A good way to see if your lawn needs watering is to step on the grass. If it springs back up when you move, it doesn’t need water. If it stays flat, the lawn is ready for watering. Letting the grass grow taller (say 5cm) will also promote water retention in the soil.

Deep-soak your lawn

When watering the lawn, do it long enough for the moisture to soak down to the roots where it will do the most good. A light sprinkling can evaporate quickly and tends to encourage shallow root systems. Put an empty tuna can on your lawn – when it’s full, you’ve watered about the right amount.

Water during the early parts of the day; avoid watering when it’s windy

Early morning is generally better than dusk since it helps prevent the growth of fungus. Early watering, and late watering, also reduce water loss to evaporation. Watering early in the day is also the best defence against slugs and other garden pests. Try not to water when it’s windy – wind can blow sprinklers off target and speed evaporation.

Add organic matter and use efficient watering systems for shrubs, flower beds and lawns

Adding organic material to your soil will help increase its absorption and water retention. Areas which are already planted can be ‘top dressed’ with compost or organic matter.
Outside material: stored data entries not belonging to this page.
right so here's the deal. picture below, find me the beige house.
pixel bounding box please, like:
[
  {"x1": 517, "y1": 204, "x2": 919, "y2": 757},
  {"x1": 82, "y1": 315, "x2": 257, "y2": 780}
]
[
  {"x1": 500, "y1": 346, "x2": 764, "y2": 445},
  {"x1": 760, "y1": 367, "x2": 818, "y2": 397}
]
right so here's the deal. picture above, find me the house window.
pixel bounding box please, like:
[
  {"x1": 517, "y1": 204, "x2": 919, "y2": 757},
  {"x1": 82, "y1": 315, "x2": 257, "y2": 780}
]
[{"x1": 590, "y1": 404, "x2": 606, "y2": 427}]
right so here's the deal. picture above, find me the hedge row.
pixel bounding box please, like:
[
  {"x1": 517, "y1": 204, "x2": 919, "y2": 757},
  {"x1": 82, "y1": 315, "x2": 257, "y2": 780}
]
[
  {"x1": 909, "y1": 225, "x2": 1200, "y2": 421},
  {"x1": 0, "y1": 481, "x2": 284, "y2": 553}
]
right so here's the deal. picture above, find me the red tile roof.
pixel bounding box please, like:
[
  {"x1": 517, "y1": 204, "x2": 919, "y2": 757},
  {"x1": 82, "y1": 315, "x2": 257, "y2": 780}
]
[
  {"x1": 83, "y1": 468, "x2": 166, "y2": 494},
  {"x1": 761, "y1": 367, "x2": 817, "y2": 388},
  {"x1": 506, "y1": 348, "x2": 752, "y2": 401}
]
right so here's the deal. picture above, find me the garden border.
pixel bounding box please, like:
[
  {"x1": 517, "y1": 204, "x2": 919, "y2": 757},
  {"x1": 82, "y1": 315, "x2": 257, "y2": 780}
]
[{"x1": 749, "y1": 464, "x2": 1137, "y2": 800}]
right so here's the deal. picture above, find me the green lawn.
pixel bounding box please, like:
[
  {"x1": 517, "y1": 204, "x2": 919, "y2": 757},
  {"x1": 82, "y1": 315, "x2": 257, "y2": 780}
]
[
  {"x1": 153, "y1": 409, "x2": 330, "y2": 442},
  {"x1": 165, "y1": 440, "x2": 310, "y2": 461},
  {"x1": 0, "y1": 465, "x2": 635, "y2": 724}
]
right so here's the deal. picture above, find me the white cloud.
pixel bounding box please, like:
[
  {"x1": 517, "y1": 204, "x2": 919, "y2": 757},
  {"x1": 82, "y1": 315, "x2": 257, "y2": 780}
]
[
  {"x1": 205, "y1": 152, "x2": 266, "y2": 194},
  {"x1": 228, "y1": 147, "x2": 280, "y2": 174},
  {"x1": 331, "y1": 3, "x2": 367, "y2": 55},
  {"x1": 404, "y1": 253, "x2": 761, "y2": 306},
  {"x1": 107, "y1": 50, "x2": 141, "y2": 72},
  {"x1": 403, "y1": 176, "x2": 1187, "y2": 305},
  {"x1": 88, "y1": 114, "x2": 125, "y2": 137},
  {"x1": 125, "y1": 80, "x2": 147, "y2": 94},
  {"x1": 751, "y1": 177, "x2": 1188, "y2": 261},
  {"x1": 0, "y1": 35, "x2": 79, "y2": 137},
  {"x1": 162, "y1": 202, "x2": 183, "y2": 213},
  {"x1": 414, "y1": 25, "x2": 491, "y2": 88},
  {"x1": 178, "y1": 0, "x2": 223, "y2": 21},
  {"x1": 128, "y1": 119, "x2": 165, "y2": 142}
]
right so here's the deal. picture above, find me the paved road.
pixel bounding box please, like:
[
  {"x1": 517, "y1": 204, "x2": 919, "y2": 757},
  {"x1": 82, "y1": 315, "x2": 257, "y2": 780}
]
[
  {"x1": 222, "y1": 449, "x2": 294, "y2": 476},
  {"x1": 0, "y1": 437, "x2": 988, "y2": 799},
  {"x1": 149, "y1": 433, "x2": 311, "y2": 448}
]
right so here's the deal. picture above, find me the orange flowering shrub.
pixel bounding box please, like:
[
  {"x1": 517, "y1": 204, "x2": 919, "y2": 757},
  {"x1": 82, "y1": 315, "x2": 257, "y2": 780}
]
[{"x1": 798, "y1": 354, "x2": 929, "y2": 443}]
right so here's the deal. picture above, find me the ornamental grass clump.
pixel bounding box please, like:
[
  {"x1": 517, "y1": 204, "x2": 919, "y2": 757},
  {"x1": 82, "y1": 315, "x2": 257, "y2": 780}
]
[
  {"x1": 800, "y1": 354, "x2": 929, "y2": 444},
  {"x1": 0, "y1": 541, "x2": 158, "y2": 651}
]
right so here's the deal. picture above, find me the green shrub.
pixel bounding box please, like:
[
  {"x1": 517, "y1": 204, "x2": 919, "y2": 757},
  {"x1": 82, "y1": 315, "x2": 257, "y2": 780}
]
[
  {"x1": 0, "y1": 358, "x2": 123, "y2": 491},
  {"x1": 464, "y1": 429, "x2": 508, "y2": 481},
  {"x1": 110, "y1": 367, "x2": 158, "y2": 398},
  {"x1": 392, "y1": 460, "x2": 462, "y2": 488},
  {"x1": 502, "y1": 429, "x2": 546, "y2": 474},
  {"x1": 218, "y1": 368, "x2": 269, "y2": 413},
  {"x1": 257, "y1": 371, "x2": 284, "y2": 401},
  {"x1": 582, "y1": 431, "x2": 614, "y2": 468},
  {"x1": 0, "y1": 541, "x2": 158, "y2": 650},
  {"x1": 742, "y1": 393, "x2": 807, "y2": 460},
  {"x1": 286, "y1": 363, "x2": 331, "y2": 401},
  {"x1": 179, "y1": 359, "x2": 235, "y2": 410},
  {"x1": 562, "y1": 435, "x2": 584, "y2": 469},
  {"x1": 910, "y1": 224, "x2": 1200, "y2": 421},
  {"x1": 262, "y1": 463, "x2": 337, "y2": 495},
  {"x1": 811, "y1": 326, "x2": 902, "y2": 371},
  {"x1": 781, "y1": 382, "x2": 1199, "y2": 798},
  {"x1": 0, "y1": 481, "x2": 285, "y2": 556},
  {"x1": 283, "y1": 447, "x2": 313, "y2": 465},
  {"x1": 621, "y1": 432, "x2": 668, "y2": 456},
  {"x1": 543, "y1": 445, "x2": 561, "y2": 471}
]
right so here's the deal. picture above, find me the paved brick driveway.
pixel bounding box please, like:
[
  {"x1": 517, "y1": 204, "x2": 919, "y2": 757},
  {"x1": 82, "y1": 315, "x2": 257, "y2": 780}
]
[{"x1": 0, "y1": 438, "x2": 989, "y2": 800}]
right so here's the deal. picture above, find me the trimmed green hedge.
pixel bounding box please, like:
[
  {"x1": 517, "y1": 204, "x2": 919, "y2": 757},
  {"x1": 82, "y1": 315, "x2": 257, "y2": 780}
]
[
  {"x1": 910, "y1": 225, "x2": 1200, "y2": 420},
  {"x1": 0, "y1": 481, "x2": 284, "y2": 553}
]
You can greatly reduce the amount of water used for shrubs, beds and lawns by

  • the strategic placement of soaker hoses
  • installing a simple drip-irrigation system
  • When hand watering, use a variable spray nozzle for targeted watering.

Don’t run the hose while washing your car

Clean the car using a pail of soapy water. Use the hose only for rinsing – this simple practice can save as much as 150 gallons when washing a car. Use a spray nozzle when rinsing for more efficient use of water. Better yet, use a waterless car washing system; there are several brands, such as EcoTouch, which are now on the market.

Use a broom, not a hose, to clean driveways and sidewalks

Check for leaks in pipes, hoses, faucets and couplings

Leaks outside the house may not seem as bad since they’re not as visible. But they can be just as wasteful as leaks indoors. Check frequently to keep them drip-free.